Linette Lopez takes a look at how the legend of the Paradise Garage lives on, and who is keeping it alive.

On an early spring night in Greenwich Village, over a thousand people were gathering for a family reunion. Some of them hadn’t seen each other in years, and they were eager to reminisce.

“When I was 19 years old in 1980, we used to go there and dance,” said one former member. Rob and his friends are waiting to get into the Paradise Garage anniversary party. The line outside host club Le Poisson Rouge stretched down Bleeker Street, buzzing with excitement.

At the door, a tall black man dressed in leopard print from his top hat to his platform shoes is peering under his sunglasses at a list of ticket holders. His name is Ricott. The party organizers put him up front because he was once a character at the Garage. They knew the faithful would remember him–or vice versa. Ricott remembers a lot.
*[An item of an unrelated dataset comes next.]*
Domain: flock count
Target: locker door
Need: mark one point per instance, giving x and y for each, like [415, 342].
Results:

“Boy George came one time,” Ricott said. “He had on pumps. Now this Boy George, in the 80s one of his pumps broke. And he was out there on the floor hopping around,” he continued laughing.

Inside, former Garagers, now middle aged, sing along to the music, playing tambourines and blowing whistles. To join the Garage family they had to answer questions… “Are you gay friendly? Are you open minded?” The membership cards issued at the end of successful interviews were valuable. Ricott says every night non-members loitered outside to bribe cardholder.
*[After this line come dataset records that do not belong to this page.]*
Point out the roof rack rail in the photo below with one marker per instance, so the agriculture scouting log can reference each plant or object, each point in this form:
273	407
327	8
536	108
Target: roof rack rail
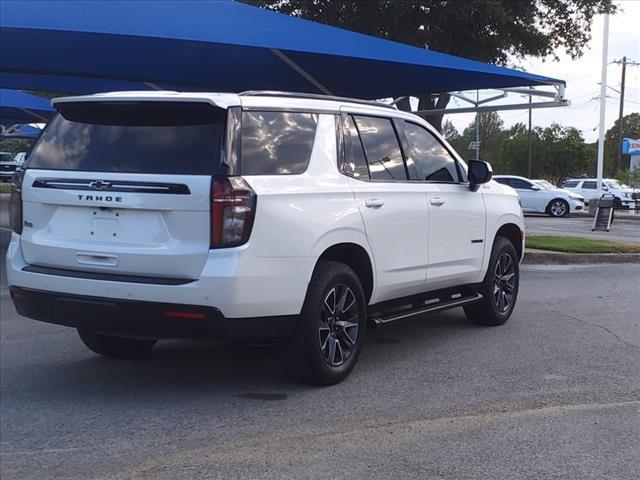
313	96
“They would pay you 3,4,5,600 dollars to get them into the club,” Ricott said. “And trust me, we took the money.”

Until the 1971, it was illegal for gay New Yorkers to publicly assemble to drink or dance. The change in law coincided with the rise of dance clubs in New York nightlife. The Paradise Garage was conceived as a club for black and Latino gays. But owner Michael Brody welcomed anyone who was accepting of that to join the party–which went from midnight to midday.

David DePino was a protege of the Garage’s resident DJ, Larry Levan. He says at the Paradise Garage he and Levan played for two different dance floors, a lounge, and a rooftop. It was a large space, but DePino says the club still felt intimate.

“It was a house party basically, you came to my house I feed you, you have beverages,” DePino said. “There was no charge for anything once you got inside there was no liquor. It was juice, food, the movies the movie theater was free.”

These amenities cost Garage members a monthly fee of under $20. For the first year the club wasn’t even finished, and hosted “construction parties”. For the first five years there was no sign outside. There was also no doorman to choose who was in or out of this club- quite the opposite of its glamorous contemporary.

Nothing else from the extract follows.